Lettre d'analyses politiques

édition du 16 juin 1999 - Rédacteur en chef: Eric Dupin


Le socialisme européen n’existe pas

François Hollande a été bien imprudent dans la dernière campagne européenne. Le premier secrétaire du PS français avait axé tout son discours sur le thème d’une convergence, porteuse à terme de résultats tangibles, entre les sociaux-démocrates du Vieux Continent. Les apparences militaient en sa faveur : les partis membres de l’Internationale socialiste participent au pouvoir dans onze des quinze pays de l’Union européenne. Parmi les grandes contrées, seule l’Espagne résiste dans le camp conservateur – en menant au demeurant une politique aussi modérée que la plupart de ses vis-à-vis de gauche.
Le dirigeant socialiste français a même cru à son apothéose lorsqu’il a réuni sur la même estrade, un beau soir de mai 1999, le gotha du socialisme gouvernemental européen. Tony Blair, Gerhard Schröder et quelques autres entouraient Lionel Jospin et François Hollande. Ce soir-là, on pouvait presque croire que le Parti des socialistes européens (PSE) existait vraiment Et qu’il allait utiliser le levier de ses positions institutionnelles pour donner enfin réalité au slogan de « l’Europe sociale ».
Las, c’était d’abord oublier que les principales composantes de la social-démocratie européenne n’ont pas une approche commune des grandes questions économiques et sociales de l’heure.
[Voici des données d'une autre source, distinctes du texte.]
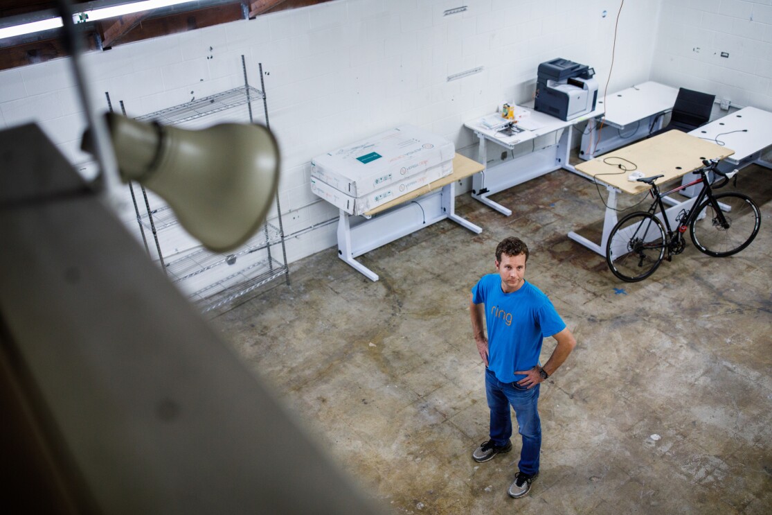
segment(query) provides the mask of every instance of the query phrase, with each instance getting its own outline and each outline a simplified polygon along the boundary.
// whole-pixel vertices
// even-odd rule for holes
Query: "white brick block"
[[[179,35],[183,60],[220,55],[228,51],[227,32],[232,23],[215,25]]]
[[[130,70],[139,71],[174,65],[182,60],[178,35],[122,45],[110,52],[126,53]]]
[[[399,14],[400,27],[403,33],[425,30],[433,25],[432,9],[419,5],[418,9],[401,11]]]
[[[350,22],[382,15],[388,8],[386,0],[357,0],[346,3]]]
[[[264,15],[268,21],[271,40],[286,39],[310,28],[309,9],[293,9],[276,14]]]
[[[732,18],[750,19],[753,7],[753,3],[745,0],[722,0],[719,7],[719,14]]]
[[[772,25],[772,5],[753,5],[753,19],[754,22]]]
[[[0,111],[9,127],[45,121],[62,116],[56,93],[46,93],[4,102],[0,104]]]
[[[311,30],[345,24],[348,18],[347,3],[345,0],[337,0],[309,9]]]
[[[28,95],[39,95],[54,88],[63,89],[76,84],[72,62],[69,59],[56,59],[36,66],[22,67],[19,70]]]
[[[0,104],[19,100],[27,95],[20,68],[0,71]]]
[[[161,67],[161,73],[164,87],[167,90],[195,86],[209,79],[205,57],[168,64]]]

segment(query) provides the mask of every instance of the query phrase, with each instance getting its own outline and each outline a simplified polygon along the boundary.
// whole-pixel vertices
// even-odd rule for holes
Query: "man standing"
[[[507,490],[512,497],[528,493],[539,475],[541,423],[537,403],[539,384],[555,373],[576,346],[547,295],[523,278],[528,247],[519,238],[503,240],[496,248],[498,274],[483,276],[469,297],[472,330],[486,364],[486,394],[490,408],[490,439],[472,454],[486,462],[512,449],[512,418],[515,410],[523,437],[519,472]],[[487,336],[482,326],[485,312]],[[539,364],[544,338],[557,341],[552,356]]]

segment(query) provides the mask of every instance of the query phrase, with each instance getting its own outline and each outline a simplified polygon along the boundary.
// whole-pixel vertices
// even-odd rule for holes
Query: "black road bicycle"
[[[724,258],[740,252],[750,244],[759,232],[761,213],[758,206],[747,195],[735,192],[713,193],[723,188],[736,173],[724,173],[717,169],[717,160],[703,160],[705,168],[695,170],[699,179],[675,189],[660,193],[655,183],[664,176],[638,179],[652,186],[654,202],[648,211],[632,213],[611,230],[606,244],[606,262],[618,278],[628,282],[642,281],[654,273],[663,259],[672,261],[673,254],[683,252],[686,246],[684,233],[689,229],[692,241],[700,252]],[[711,184],[707,173],[714,172],[723,179]],[[688,212],[681,211],[673,230],[665,213],[662,198],[688,186],[703,183],[703,189]],[[662,216],[655,216],[657,208]]]

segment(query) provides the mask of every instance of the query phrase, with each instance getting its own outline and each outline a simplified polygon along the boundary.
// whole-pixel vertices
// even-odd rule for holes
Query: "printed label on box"
[[[370,152],[369,154],[365,154],[364,155],[360,155],[357,158],[357,161],[359,161],[364,165],[367,165],[368,162],[375,161],[376,159],[380,159],[383,156],[378,152]]]

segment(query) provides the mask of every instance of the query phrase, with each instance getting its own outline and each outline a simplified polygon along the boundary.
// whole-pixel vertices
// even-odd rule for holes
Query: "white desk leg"
[[[606,186],[608,189],[608,200],[606,201],[606,213],[603,217],[603,235],[601,237],[601,244],[598,245],[594,241],[591,241],[581,236],[573,230],[568,233],[568,237],[577,243],[581,244],[591,251],[606,257],[606,244],[608,243],[608,236],[611,234],[611,229],[617,224],[617,190],[611,186]]]
[[[442,186],[442,210],[448,218],[462,227],[466,227],[476,234],[479,234],[482,230],[474,223],[455,214],[455,182],[451,182]]]
[[[371,281],[378,281],[378,275],[364,264],[354,259],[351,253],[351,223],[347,213],[340,210],[340,217],[338,219],[338,258],[354,267],[357,271],[364,275]]]
[[[512,214],[512,210],[507,209],[507,208],[504,207],[503,206],[502,206],[501,204],[499,204],[498,203],[496,203],[496,202],[493,202],[493,200],[491,200],[490,199],[489,199],[487,196],[482,196],[482,195],[475,195],[474,193],[472,193],[472,198],[474,199],[475,200],[478,200],[479,202],[482,202],[483,204],[485,204],[488,207],[489,207],[491,209],[493,209],[493,210],[496,210],[496,211],[498,211],[499,213],[502,213],[503,215],[504,215],[506,217],[509,217],[509,216],[510,216]]]
[[[496,210],[504,216],[509,217],[512,214],[512,210],[508,210],[501,204],[495,203],[486,196],[486,193],[488,191],[485,187],[485,172],[488,169],[488,167],[486,165],[486,162],[488,161],[488,154],[486,152],[486,139],[482,133],[475,132],[475,134],[477,135],[477,138],[479,139],[479,143],[477,145],[477,161],[482,163],[485,168],[479,173],[476,173],[472,176],[472,198],[478,202],[482,202],[488,207]]]
[[[593,147],[593,140],[595,138],[595,131],[598,130],[597,118],[590,118],[587,121],[587,127],[581,135],[581,141],[579,142],[579,155],[582,159],[589,160],[595,157]],[[582,148],[588,148],[586,154],[582,153]]]

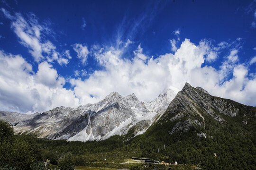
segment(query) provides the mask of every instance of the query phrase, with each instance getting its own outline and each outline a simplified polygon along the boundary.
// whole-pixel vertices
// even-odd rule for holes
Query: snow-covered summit
[[[151,112],[160,113],[166,110],[177,93],[178,90],[174,88],[166,88],[156,99],[151,102],[144,102],[143,104]]]
[[[141,134],[158,112],[167,108],[173,94],[174,91],[166,89],[155,100],[143,103],[134,94],[123,97],[112,92],[94,104],[76,108],[57,107],[25,118],[14,129],[17,133],[33,133],[40,138],[69,141],[99,140],[125,135],[135,125],[143,127],[143,131],[137,132]]]

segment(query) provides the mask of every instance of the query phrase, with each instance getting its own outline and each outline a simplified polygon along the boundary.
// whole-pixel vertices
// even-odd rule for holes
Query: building
[[[165,162],[164,161],[162,161],[161,162],[161,164],[164,164],[164,165],[170,165],[170,163],[168,162]]]

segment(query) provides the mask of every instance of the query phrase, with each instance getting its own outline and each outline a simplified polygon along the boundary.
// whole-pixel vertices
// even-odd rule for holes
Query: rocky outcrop
[[[235,103],[231,100],[211,96],[201,87],[195,88],[186,83],[158,123],[173,122],[170,134],[187,132],[191,127],[205,129],[208,123],[206,120],[209,122],[209,119],[212,119],[221,124],[226,121],[224,116],[237,116],[240,111]]]
[[[30,119],[21,119],[14,129],[16,134],[32,133],[40,138],[99,140],[125,135],[138,122],[136,132],[144,132],[156,114],[150,111],[134,94],[122,97],[113,92],[94,104],[75,108],[56,107]]]

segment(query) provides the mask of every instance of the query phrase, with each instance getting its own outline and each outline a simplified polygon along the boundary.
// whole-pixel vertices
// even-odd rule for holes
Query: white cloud
[[[89,54],[87,46],[82,44],[76,43],[73,45],[72,47],[77,53],[77,58],[80,59],[82,64],[86,64],[87,60],[87,55]]]
[[[174,31],[174,35],[179,35],[180,34],[180,30],[176,30],[176,31]]]
[[[188,82],[212,95],[256,105],[256,87],[252,85],[256,80],[248,78],[248,68],[239,63],[238,50],[230,50],[219,69],[202,67],[208,58],[216,59],[218,53],[206,42],[196,46],[185,39],[175,54],[166,53],[155,59],[143,54],[140,45],[131,60],[122,58],[122,50],[98,48],[93,55],[105,69],[95,71],[84,81],[73,78],[70,83],[82,104],[96,102],[113,91],[123,96],[134,93],[141,101],[149,101],[166,87],[180,90]]]
[[[125,43],[125,47],[127,47],[129,44],[133,43],[133,42],[130,41],[129,39],[127,40],[127,41]]]
[[[87,72],[84,69],[81,70],[76,70],[74,71],[74,75],[76,77],[83,77],[87,75]]]
[[[72,57],[71,57],[71,56],[70,55],[70,51],[69,50],[66,50],[65,52],[64,52],[64,55],[65,55],[66,57],[68,59],[70,60],[72,59]]]
[[[82,24],[81,26],[81,28],[83,30],[84,30],[84,28],[86,26],[86,21],[85,21],[85,19],[83,17],[82,18]]]
[[[61,65],[67,65],[68,60],[64,58],[56,51],[56,47],[45,38],[49,28],[38,24],[36,16],[32,13],[27,19],[18,13],[12,16],[4,8],[1,9],[5,17],[11,21],[11,28],[20,40],[20,42],[27,48],[35,60],[40,62],[46,59],[48,62],[56,60]]]
[[[250,65],[253,64],[256,62],[256,56],[254,57],[250,61]]]
[[[26,113],[77,106],[79,100],[73,91],[63,87],[64,84],[64,78],[46,61],[40,63],[35,73],[21,56],[0,51],[1,110]]]
[[[170,42],[172,45],[172,51],[174,52],[176,52],[177,51],[177,47],[176,46],[176,40],[174,39],[170,40]]]

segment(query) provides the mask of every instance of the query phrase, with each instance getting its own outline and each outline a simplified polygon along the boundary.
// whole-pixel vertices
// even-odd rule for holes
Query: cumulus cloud
[[[172,51],[174,52],[176,52],[177,51],[177,47],[176,46],[176,40],[174,39],[170,40],[170,42],[172,45]]]
[[[133,43],[133,42],[130,41],[129,39],[127,40],[127,41],[125,43],[125,47],[127,47],[129,44]]]
[[[175,35],[179,35],[180,34],[180,30],[176,30],[176,31],[174,31],[174,34]]]
[[[121,49],[98,49],[93,54],[105,69],[95,71],[83,81],[70,80],[82,104],[99,101],[113,91],[123,96],[134,93],[141,101],[149,101],[166,87],[180,90],[188,82],[212,95],[256,105],[256,87],[252,85],[256,76],[253,74],[248,78],[248,68],[239,63],[237,49],[230,50],[215,68],[202,66],[207,60],[215,59],[218,52],[206,41],[196,45],[185,39],[174,54],[166,53],[155,59],[145,55],[140,44],[131,60],[122,58]]]
[[[253,64],[254,63],[255,63],[256,62],[256,56],[254,57],[250,61],[250,64]]]
[[[68,59],[62,57],[56,51],[55,45],[45,38],[49,29],[40,25],[34,14],[30,13],[26,19],[20,13],[16,13],[12,16],[3,8],[0,10],[11,21],[12,29],[19,38],[20,43],[29,49],[35,61],[40,62],[47,60],[52,62],[56,60],[61,65],[68,63]]]
[[[77,53],[77,58],[81,60],[82,64],[86,64],[87,60],[87,55],[89,54],[87,46],[82,44],[76,43],[73,45],[72,47]]]
[[[0,108],[3,110],[42,112],[79,104],[73,92],[63,87],[64,78],[46,61],[34,73],[32,65],[20,55],[0,51]]]

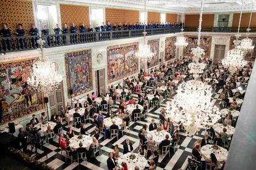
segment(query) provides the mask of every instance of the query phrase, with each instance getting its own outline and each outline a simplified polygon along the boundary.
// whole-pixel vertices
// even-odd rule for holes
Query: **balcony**
[[[181,27],[163,28],[146,30],[147,36],[176,33],[181,32]],[[184,28],[185,31],[196,32],[197,28]],[[241,33],[245,33],[247,28],[241,28]],[[143,36],[143,30],[131,30],[122,31],[111,31],[106,32],[92,32],[75,34],[61,34],[43,35],[42,39],[46,43],[45,48],[55,47],[100,42],[113,39],[120,39],[129,38]],[[236,33],[237,28],[234,27],[213,27],[203,28],[202,32],[215,33]],[[256,32],[256,27],[251,28],[250,32]],[[36,41],[39,36],[20,36],[0,38],[0,53],[5,54],[11,52],[22,51],[36,49],[38,47]]]

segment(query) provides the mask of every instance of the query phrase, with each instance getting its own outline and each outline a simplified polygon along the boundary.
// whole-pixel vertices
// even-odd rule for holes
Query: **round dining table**
[[[82,139],[78,139],[79,136],[75,136],[70,139],[69,140],[70,142],[69,146],[74,148],[79,148],[79,144],[82,142],[83,147],[88,150],[90,146],[93,143],[92,137],[88,135],[82,135]]]
[[[131,105],[126,105],[128,113],[131,113],[132,112],[132,111],[134,111],[134,110],[136,108],[137,105],[139,106],[139,108],[140,109],[141,111],[143,111],[143,107],[141,105],[131,104]]]
[[[117,117],[114,117],[113,119],[111,119],[110,118],[105,118],[104,119],[104,124],[106,126],[106,127],[108,127],[108,129],[109,129],[110,126],[113,124],[112,123],[113,120],[116,121],[116,124],[118,126],[119,126],[122,123],[122,119],[121,119],[119,118],[117,118]]]
[[[214,131],[218,134],[223,132],[223,128],[225,127],[227,129],[226,133],[228,134],[228,137],[231,137],[231,136],[233,136],[236,131],[236,128],[233,126],[231,126],[230,125],[227,125],[224,126],[223,124],[220,123],[213,124],[213,127]]]
[[[69,114],[70,116],[73,116],[74,113],[75,113],[75,108],[72,108],[72,109],[71,109],[71,110],[69,110]],[[84,113],[85,113],[85,108],[79,108],[79,109],[78,110],[78,111],[77,111],[77,112],[78,112],[78,113],[80,115],[83,115],[84,114]]]
[[[204,145],[201,148],[201,153],[205,157],[210,158],[210,154],[213,153],[217,158],[218,162],[226,161],[228,154],[228,150],[220,146],[218,146],[218,150],[215,150],[212,148],[213,146],[213,145]]]
[[[134,170],[136,166],[140,168],[140,169],[144,169],[147,164],[147,161],[144,156],[138,154],[133,153],[135,155],[135,158],[132,160],[129,158],[130,152],[121,155],[118,159],[118,166],[122,167],[122,163],[126,162],[127,164],[129,170]]]
[[[150,136],[153,137],[153,140],[156,141],[156,145],[159,145],[161,142],[165,139],[166,135],[169,135],[169,139],[171,137],[171,134],[165,131],[161,131],[158,132],[156,129],[148,132],[147,137],[148,139],[150,138]]]
[[[220,112],[221,113],[221,115],[223,118],[226,117],[226,115],[228,114],[228,112],[231,111],[231,115],[233,116],[233,118],[237,118],[238,116],[239,116],[240,111],[236,110],[230,110],[228,108],[223,108],[220,110]]]
[[[47,121],[46,124],[42,124],[41,123],[38,123],[35,125],[35,127],[37,127],[38,129],[41,128],[41,130],[39,131],[40,132],[41,136],[44,136],[47,135],[47,127],[48,126],[51,126],[51,129],[53,130],[53,128],[54,128],[55,126],[56,126],[56,123],[53,121]]]

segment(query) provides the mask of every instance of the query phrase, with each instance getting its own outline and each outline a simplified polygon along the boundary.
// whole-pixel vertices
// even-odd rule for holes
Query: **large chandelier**
[[[135,53],[136,57],[141,59],[150,59],[153,56],[154,56],[154,53],[151,52],[151,47],[147,43],[146,40],[146,0],[145,0],[145,9],[144,9],[144,31],[142,33],[143,34],[144,44],[143,45],[140,45],[139,46],[139,51]]]
[[[183,20],[184,20],[184,12],[182,13],[182,28],[181,29],[181,35],[177,37],[177,41],[174,43],[174,45],[178,47],[186,47],[189,45],[189,43],[186,41],[186,38],[183,36]]]
[[[247,64],[247,62],[243,59],[244,52],[242,50],[241,45],[239,45],[239,43],[241,42],[241,41],[239,40],[241,36],[241,34],[239,34],[239,28],[242,13],[242,6],[243,1],[242,1],[237,33],[236,34],[236,40],[234,41],[235,48],[229,50],[228,52],[226,57],[221,60],[221,63],[223,66],[226,68],[228,68],[229,71],[233,73],[237,70],[237,68],[244,67]],[[244,46],[244,44],[242,46]]]
[[[203,0],[201,1],[197,47],[192,49],[192,52],[195,62],[189,65],[194,79],[181,84],[173,101],[172,109],[167,116],[182,123],[189,136],[194,135],[201,128],[207,128],[221,118],[218,108],[211,102],[211,86],[197,79],[205,68],[205,64],[198,63],[199,58],[204,54],[204,50],[200,47],[202,14]],[[167,110],[169,108],[168,106]]]

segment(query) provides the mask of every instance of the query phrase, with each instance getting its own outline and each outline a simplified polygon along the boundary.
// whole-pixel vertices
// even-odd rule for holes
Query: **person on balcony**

Le «Pacte européen pour l’emploi» adopté par le congrès de Milan du PSE, en mars 1999, est d’une rare indigence. Chacun peut y lire ce qui lui convient, sur un mode non contraignant.
La réalité des désaccords qui minent le socialisme européen a éclaté le 8 juin, à quelques jours du scrutin, avec la publication d’un étrange document. Les chefs de gouvernement allemand et britannique ont signé un commun un texte intitulé «La troisième voie – le nouveau centre», censé développer leur philosophie politique. Ce libelle, qui porte plus l’inspiration des théories social-libérales du blairisme que d’une improbable doctrine de Schröder, appelle les sociaux-démocrates à abandonner «les dogmes de la gauche et de la droite». Le credo du New Labour et du Neue SPD est résolument libéral. Il n’est question que de réduire les dépenses publiques, de libérer l’énergie des entreprises grâce à la flexibilité de tous les marchés, de réformer les systèmes de protection sociale au nom de la responsabilité individuelle…
La droite française n’ose parler un langage aussi cru. La gauche hexagonale s’est bien gardée de répliquer sur le terrain idéologique. Ses dirigeants se sont contentés de brandir leur différence nationale. La gauche est manifestement éminemment plurielle, selon que l’on regarde à Berlin et à Londres ou à Paris et à Rome.
Pour couronner le tout, l’Europe rose a subi un sérieux revers le 13 juin lors des élections au Parlement. Allemands et Britanniques ont sévèrement sanctionné leurs partis de gauche modernes – pas forcément  pour des raisons idéologiques. Au total, le PSE s’est trouvé devancé par les chrétiens-démocrates du PPE, dont est proche Romano Prodi, le nouveau président de la Commission. L’ «Europe socialiste» est de plus en plus introuvable.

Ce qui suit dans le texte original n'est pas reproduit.